Dua puluh lima tahun untuk sebuah karir bukanlah perjalanan hidup yang pendek. Jika hingga saat ini karir saya masih sama seperti ini, itu karena saya harus bertahan.
Memang tidak ada yang mengharuskan saya untuk bertahan, namun sudah menjadi habit yang mengalir di dalam tubuh saya untuk selalu bisa bertahan.
Musuh utama saya di karir yang panjang ini adalah perasaan saya sendiri, yaitu rasa benci. Menghapus kebencian dari diri saya sendiri selalu menguras tenaga. Dan perasaan benci itu timbul tenggelam di sepanjang karir saya.
Di awal karir, saya muda adalah saya yang idealis. Keidealisan saya kerap bertentangan dengan senior-senior saya pada masa itu.
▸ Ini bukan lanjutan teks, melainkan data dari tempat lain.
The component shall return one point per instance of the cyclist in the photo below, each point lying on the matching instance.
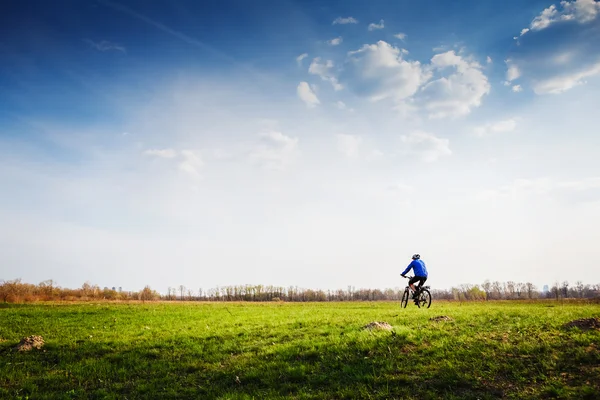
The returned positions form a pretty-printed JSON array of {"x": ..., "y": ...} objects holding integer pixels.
[{"x": 418, "y": 266}]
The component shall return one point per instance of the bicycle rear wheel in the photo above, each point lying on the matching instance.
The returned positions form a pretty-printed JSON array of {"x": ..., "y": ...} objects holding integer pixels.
[
  {"x": 424, "y": 300},
  {"x": 404, "y": 300}
]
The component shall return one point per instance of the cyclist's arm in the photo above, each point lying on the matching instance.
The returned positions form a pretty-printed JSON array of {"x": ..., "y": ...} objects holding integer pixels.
[{"x": 407, "y": 269}]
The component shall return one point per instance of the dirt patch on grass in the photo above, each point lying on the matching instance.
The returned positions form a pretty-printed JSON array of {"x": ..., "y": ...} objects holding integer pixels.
[
  {"x": 378, "y": 325},
  {"x": 30, "y": 342},
  {"x": 441, "y": 318},
  {"x": 584, "y": 323}
]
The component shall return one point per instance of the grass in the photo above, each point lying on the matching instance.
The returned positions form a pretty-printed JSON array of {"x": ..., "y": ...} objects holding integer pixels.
[{"x": 304, "y": 351}]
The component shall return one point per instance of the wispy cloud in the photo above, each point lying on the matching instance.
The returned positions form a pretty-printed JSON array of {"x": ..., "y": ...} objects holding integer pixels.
[
  {"x": 344, "y": 21},
  {"x": 426, "y": 146},
  {"x": 275, "y": 151},
  {"x": 581, "y": 11},
  {"x": 105, "y": 45},
  {"x": 349, "y": 145},
  {"x": 323, "y": 70},
  {"x": 504, "y": 126},
  {"x": 564, "y": 82},
  {"x": 336, "y": 41},
  {"x": 161, "y": 153},
  {"x": 307, "y": 95},
  {"x": 183, "y": 37},
  {"x": 373, "y": 26}
]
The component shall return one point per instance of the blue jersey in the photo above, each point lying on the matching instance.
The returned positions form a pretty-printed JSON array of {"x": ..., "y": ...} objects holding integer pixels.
[{"x": 418, "y": 266}]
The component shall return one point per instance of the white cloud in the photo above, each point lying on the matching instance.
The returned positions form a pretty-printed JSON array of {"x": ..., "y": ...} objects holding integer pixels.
[
  {"x": 580, "y": 11},
  {"x": 349, "y": 145},
  {"x": 426, "y": 146},
  {"x": 562, "y": 83},
  {"x": 191, "y": 163},
  {"x": 508, "y": 125},
  {"x": 455, "y": 94},
  {"x": 105, "y": 45},
  {"x": 571, "y": 190},
  {"x": 276, "y": 151},
  {"x": 335, "y": 41},
  {"x": 301, "y": 57},
  {"x": 378, "y": 72},
  {"x": 323, "y": 70},
  {"x": 559, "y": 49},
  {"x": 306, "y": 94},
  {"x": 344, "y": 21},
  {"x": 161, "y": 153},
  {"x": 373, "y": 26}
]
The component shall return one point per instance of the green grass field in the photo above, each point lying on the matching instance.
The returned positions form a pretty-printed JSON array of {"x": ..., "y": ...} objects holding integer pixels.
[{"x": 311, "y": 350}]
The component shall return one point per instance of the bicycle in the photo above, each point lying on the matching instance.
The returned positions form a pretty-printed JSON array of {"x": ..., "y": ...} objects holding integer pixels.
[{"x": 422, "y": 297}]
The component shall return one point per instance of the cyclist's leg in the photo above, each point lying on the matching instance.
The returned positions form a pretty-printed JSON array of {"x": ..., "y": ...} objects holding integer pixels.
[
  {"x": 411, "y": 282},
  {"x": 421, "y": 281}
]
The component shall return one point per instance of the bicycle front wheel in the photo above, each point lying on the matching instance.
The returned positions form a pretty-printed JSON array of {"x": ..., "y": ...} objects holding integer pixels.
[
  {"x": 404, "y": 300},
  {"x": 424, "y": 300}
]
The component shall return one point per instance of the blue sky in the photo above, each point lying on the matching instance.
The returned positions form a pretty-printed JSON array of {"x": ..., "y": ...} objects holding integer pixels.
[{"x": 317, "y": 144}]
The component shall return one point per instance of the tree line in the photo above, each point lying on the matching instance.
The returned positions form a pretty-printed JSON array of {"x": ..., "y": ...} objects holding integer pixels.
[{"x": 16, "y": 291}]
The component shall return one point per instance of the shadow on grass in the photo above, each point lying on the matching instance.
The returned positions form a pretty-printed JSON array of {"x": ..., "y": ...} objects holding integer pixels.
[{"x": 377, "y": 365}]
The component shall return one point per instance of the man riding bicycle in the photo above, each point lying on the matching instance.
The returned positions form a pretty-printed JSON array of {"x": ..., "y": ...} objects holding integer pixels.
[{"x": 418, "y": 266}]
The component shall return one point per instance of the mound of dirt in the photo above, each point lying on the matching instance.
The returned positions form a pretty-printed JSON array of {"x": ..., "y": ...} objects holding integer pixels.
[
  {"x": 30, "y": 343},
  {"x": 584, "y": 323},
  {"x": 441, "y": 318},
  {"x": 378, "y": 325}
]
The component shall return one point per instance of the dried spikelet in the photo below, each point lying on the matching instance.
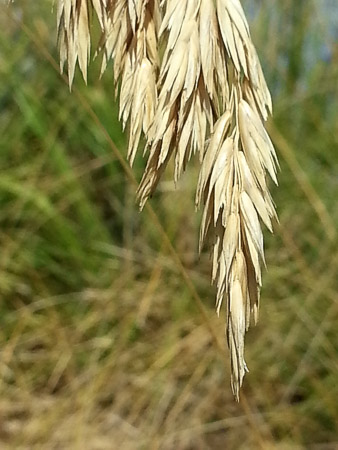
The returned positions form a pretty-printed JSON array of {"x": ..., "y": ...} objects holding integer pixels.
[
  {"x": 208, "y": 87},
  {"x": 189, "y": 98},
  {"x": 131, "y": 41},
  {"x": 129, "y": 37},
  {"x": 73, "y": 18}
]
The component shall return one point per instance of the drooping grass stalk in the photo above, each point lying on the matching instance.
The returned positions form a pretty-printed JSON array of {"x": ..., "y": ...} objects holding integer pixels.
[{"x": 204, "y": 93}]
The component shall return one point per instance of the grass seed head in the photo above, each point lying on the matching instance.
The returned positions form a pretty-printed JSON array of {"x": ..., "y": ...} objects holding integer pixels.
[{"x": 205, "y": 94}]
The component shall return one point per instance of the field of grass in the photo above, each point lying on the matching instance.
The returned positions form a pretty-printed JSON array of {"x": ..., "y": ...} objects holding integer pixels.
[{"x": 103, "y": 342}]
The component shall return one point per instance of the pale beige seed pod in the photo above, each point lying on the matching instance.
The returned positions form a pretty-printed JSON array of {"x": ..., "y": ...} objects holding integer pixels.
[{"x": 206, "y": 94}]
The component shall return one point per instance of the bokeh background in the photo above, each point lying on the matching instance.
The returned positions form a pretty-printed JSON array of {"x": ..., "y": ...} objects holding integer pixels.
[{"x": 103, "y": 344}]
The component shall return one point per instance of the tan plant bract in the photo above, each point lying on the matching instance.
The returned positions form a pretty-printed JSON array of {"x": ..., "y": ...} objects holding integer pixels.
[{"x": 206, "y": 94}]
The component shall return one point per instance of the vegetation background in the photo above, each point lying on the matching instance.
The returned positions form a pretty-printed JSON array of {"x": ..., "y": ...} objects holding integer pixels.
[{"x": 103, "y": 345}]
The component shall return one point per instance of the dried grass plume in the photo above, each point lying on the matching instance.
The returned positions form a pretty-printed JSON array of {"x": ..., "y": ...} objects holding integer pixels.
[{"x": 189, "y": 81}]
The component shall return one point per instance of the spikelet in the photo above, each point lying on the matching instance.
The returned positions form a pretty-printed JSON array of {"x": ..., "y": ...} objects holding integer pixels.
[
  {"x": 191, "y": 82},
  {"x": 129, "y": 37}
]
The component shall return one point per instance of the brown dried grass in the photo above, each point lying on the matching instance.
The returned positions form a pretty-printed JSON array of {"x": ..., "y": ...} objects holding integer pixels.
[{"x": 191, "y": 82}]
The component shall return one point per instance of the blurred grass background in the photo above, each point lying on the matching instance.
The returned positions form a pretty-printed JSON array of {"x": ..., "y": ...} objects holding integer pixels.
[{"x": 102, "y": 343}]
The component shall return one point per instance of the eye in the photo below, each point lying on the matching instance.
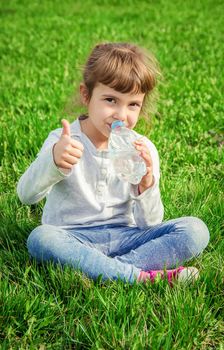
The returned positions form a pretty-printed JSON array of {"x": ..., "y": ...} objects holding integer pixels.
[
  {"x": 110, "y": 99},
  {"x": 135, "y": 105}
]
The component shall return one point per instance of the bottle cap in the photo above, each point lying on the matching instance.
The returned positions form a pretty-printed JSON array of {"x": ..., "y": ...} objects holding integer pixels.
[{"x": 117, "y": 124}]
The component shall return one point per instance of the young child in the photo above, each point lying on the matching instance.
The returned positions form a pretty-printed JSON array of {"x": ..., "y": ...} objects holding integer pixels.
[{"x": 91, "y": 219}]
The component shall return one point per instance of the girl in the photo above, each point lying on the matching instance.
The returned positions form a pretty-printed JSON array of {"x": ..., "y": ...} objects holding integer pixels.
[{"x": 91, "y": 219}]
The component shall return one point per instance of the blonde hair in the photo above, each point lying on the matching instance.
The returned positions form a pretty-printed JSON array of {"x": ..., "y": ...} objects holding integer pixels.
[{"x": 124, "y": 67}]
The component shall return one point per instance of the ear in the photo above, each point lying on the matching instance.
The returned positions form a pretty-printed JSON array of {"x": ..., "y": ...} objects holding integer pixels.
[{"x": 84, "y": 94}]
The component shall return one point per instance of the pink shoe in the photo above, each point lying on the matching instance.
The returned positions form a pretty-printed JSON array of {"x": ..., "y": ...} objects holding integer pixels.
[{"x": 182, "y": 274}]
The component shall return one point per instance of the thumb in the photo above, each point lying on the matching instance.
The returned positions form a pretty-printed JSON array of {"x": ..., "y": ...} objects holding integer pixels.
[{"x": 66, "y": 128}]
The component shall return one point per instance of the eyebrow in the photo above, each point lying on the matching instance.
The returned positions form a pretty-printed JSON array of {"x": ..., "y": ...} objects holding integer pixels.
[{"x": 112, "y": 96}]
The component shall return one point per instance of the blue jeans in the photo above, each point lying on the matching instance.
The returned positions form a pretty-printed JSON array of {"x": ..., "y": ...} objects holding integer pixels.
[{"x": 120, "y": 251}]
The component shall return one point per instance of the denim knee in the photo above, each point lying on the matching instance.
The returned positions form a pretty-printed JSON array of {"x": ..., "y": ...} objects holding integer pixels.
[{"x": 199, "y": 233}]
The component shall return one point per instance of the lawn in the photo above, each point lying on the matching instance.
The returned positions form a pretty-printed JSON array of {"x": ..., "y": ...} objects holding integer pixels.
[{"x": 42, "y": 48}]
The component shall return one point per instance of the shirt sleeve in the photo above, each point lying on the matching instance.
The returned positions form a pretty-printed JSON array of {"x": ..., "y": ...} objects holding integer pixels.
[
  {"x": 41, "y": 175},
  {"x": 148, "y": 208}
]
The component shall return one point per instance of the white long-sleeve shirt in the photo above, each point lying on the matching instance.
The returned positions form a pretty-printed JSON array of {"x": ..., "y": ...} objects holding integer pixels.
[{"x": 91, "y": 194}]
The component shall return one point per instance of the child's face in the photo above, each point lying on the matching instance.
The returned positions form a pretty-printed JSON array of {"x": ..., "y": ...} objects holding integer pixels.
[{"x": 107, "y": 105}]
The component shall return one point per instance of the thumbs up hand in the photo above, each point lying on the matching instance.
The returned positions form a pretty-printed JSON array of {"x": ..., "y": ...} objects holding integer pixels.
[{"x": 67, "y": 151}]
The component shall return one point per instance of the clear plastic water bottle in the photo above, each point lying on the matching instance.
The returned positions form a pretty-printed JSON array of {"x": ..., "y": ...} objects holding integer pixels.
[{"x": 128, "y": 164}]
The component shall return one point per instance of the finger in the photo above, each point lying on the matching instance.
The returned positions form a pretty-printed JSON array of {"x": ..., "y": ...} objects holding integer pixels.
[
  {"x": 66, "y": 131},
  {"x": 77, "y": 144},
  {"x": 139, "y": 141},
  {"x": 70, "y": 159},
  {"x": 74, "y": 152},
  {"x": 147, "y": 158}
]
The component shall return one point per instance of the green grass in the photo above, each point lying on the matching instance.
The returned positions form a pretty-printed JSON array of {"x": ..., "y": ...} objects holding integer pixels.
[{"x": 42, "y": 46}]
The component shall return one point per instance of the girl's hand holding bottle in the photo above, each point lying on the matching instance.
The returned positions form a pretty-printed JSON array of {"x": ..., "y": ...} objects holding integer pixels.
[
  {"x": 147, "y": 180},
  {"x": 67, "y": 151}
]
Dengan demikian sulit bagi saya untuk mengekspresikan ide-ide yang mengalir deras di tubuh saya.
Setiap kali sebuah ide ditentang bahkan diinjak-injak oleh orang lain, maka yang akan muncul pertama kali adalah perasaan benci. Meski tak pernah menunjukkan perasaan itu ke muka publik, tetap saja saya kerepotan menghadapi perasaan benci ini.
Dan terus seperti itu prosesnya. Hingga dengan kebaikan Tuhan saya mencapai puncak karir di tahun kelima saya bekerja.
Membawahi empat puluhan orang dengan karakter yang berbeda memang perlu perjuangan. Namun bukan pula pekerjaan yang sulit selama orang orang ini berada di atas rel yang sama.
Menjadi sulit ketika harus berhadapan dengan oknum provokator, penentang, ataupun orang-orang yang berseberangan dengan kita. Apalagi jenis orang orang yang menjadi musuh dalam selimut.
Dan orang orang seperti ini selalu ada, seperti udara, bukan hanya oksigen yang terhirup tetapi juga jenis udara lainnya...
Kemudian ketika kelicikan mereka tak lagi terbendung, maka perasaan benci kepada orang-orang ini akan kembali mencuat. Bergejolak di hati saya.
Namun menghadapi mereka dengan kebencian itu hanya akan merusakkan syaraf syaraf di tubuh saya. Oleh karena itu, harus ada cara lain untuk menangani mereka.